February 25, 2014 19

Screen-shot of NARA website.On 31 January 2014 the US Government’s National Archives and Records Administration (NARA) issued updated Transfer Guidance, replacing the previous 2003 document. The new Bulletin is substantially overhauled, with greater emphasis on standards in general, and standardized file-formats – most notably PDF – in particular.

While each agency does things their own way (hey, this is America!), NARA sets general standards for records-keeping in the US federal government. NARA’s Transfer Guidance is not required government-wide, but it does set normative requirements for federal agencies transferring their most important records for safe-keeping. NARA’s specifications go beyond document formats to encompass creation processes, workflows, transfer media, and so-on.

Probably the biggest change in the new Bulletin is the overhaul to PDF-specific requirements. First, instead of a long list of quality criteria, NARA’s new guidance simply directs agencies to meet “applicable standards” in creating their records. Secondly, in the case of records in PDF format, NARA lists specific ISO standards for PDF technology.
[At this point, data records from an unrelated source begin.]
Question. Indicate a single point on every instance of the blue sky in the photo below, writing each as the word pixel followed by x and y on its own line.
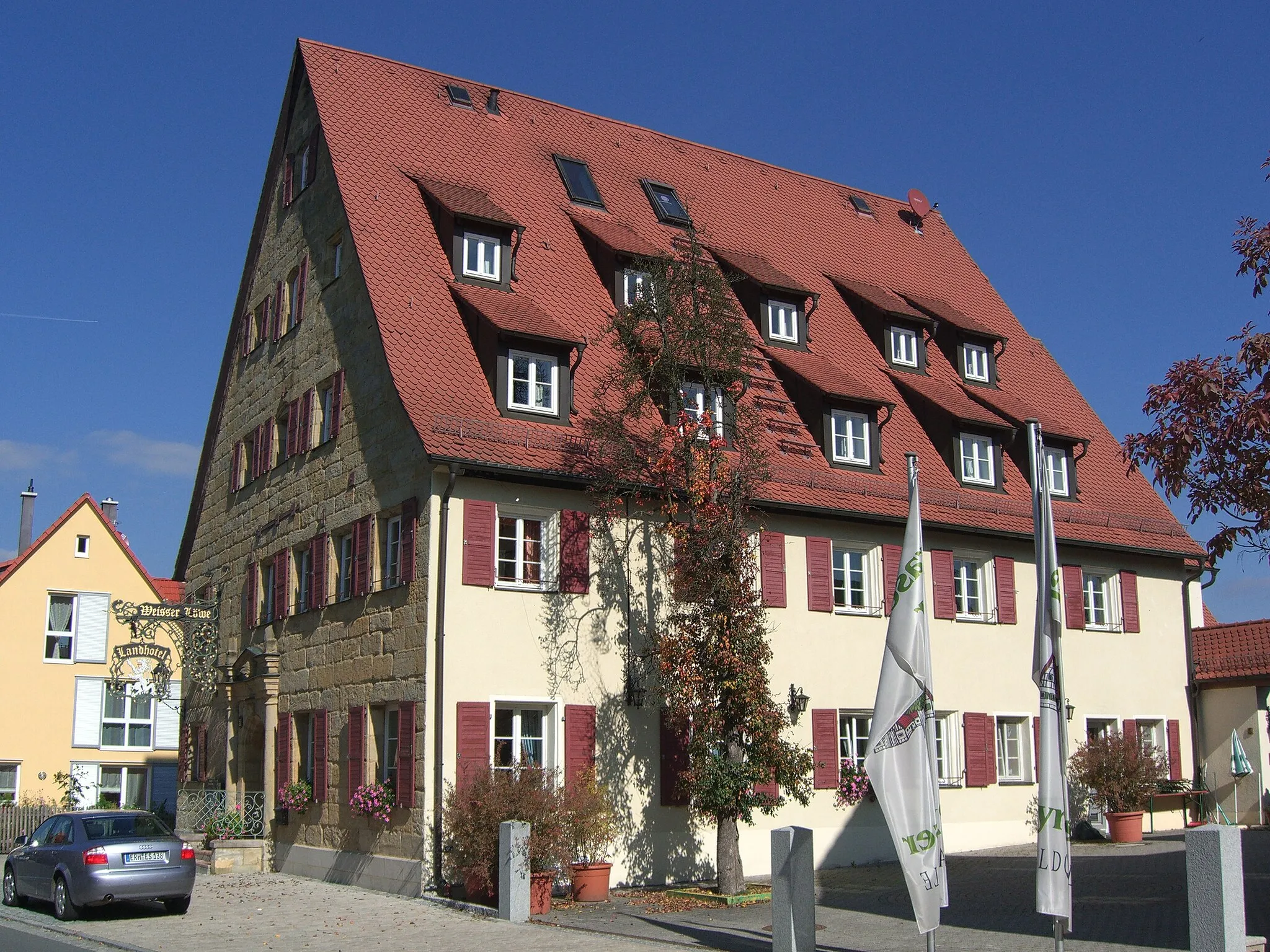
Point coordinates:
pixel 1093 163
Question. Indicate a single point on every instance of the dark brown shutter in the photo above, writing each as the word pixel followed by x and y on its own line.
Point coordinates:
pixel 574 552
pixel 409 524
pixel 478 542
pixel 1129 601
pixel 771 568
pixel 356 749
pixel 1008 609
pixel 337 403
pixel 1175 751
pixel 890 557
pixel 579 741
pixel 974 729
pixel 819 575
pixel 321 754
pixel 471 729
pixel 675 762
pixel 1073 596
pixel 826 771
pixel 406 754
pixel 990 753
pixel 283 752
pixel 252 594
pixel 318 587
pixel 941 580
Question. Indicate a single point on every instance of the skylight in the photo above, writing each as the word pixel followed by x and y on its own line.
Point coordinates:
pixel 578 182
pixel 666 203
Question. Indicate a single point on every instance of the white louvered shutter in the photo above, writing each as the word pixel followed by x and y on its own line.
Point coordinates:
pixel 168 720
pixel 92 626
pixel 88 712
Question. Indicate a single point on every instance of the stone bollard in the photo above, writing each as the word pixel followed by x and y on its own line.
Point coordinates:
pixel 1214 889
pixel 513 871
pixel 793 890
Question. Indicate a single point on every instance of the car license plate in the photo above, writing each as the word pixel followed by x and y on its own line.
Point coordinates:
pixel 154 857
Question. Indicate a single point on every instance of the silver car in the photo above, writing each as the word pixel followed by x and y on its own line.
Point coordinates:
pixel 98 857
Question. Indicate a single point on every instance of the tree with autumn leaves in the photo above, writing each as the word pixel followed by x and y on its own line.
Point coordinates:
pixel 675 436
pixel 1210 441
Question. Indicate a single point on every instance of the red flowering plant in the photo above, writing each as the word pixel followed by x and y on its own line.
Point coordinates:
pixel 676 434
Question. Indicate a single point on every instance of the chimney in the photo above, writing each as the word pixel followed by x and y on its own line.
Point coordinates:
pixel 29 517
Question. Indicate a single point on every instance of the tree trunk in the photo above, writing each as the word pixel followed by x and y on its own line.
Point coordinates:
pixel 732 878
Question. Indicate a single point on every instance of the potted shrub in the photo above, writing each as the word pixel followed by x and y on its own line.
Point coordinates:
pixel 591 828
pixel 1122 777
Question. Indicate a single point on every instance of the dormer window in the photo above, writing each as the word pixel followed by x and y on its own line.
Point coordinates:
pixel 533 382
pixel 974 363
pixel 783 322
pixel 483 257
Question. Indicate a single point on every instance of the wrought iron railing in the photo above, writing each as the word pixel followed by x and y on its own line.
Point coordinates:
pixel 197 808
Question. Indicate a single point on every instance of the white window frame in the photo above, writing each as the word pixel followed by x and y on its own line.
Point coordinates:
pixel 1054 472
pixel 131 691
pixel 483 242
pixel 70 635
pixel 553 384
pixel 982 369
pixel 783 322
pixel 1025 742
pixel 850 419
pixel 975 442
pixel 900 353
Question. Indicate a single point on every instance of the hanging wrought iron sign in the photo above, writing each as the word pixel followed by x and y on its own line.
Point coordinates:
pixel 193 628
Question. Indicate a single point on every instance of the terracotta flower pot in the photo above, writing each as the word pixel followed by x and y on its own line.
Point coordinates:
pixel 1126 828
pixel 590 881
pixel 540 892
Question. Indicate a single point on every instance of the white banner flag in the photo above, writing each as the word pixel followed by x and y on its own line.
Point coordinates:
pixel 1054 832
pixel 901 758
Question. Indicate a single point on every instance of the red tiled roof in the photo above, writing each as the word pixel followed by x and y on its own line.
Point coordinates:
pixel 381 117
pixel 1232 651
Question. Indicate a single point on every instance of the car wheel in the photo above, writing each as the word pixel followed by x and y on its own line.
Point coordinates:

The 2003 Transfer Guidance

Since PDF/A (the archival subset standard for PDF) was not published until 2005, NARA had little choice for PDF records in 2003 but to select Adobe Systems’ PDF version 1.4. Not satisfied with the baseline technology, NARA added specific requirements – such as for embedded fonts – that were destined (not surprisingly) to become part of PDF/A in any event.

Indeed, most of the PDF-specific advice offered in 2003 pertained to matters of quality in records-creation and workflow. More advanced PDF features – forms, embedded files, and more – were to be considered on a “case by case” basis. OCR, on the other hand, was required, although certain types of OCR output were prohibited.

While useful, in practical terms the 2003 Transfer Guidance did not solve a lot of problems for NARA. The agency was (and is) still forced to deal with vast quantities of poor (or simply bizarre) files created by thousands of pieces of software of various capabilities and quality.

The 2014 Guidance

The new 2014 Transfer Guidance makes a number of changes specific to records in the Portable Document Format.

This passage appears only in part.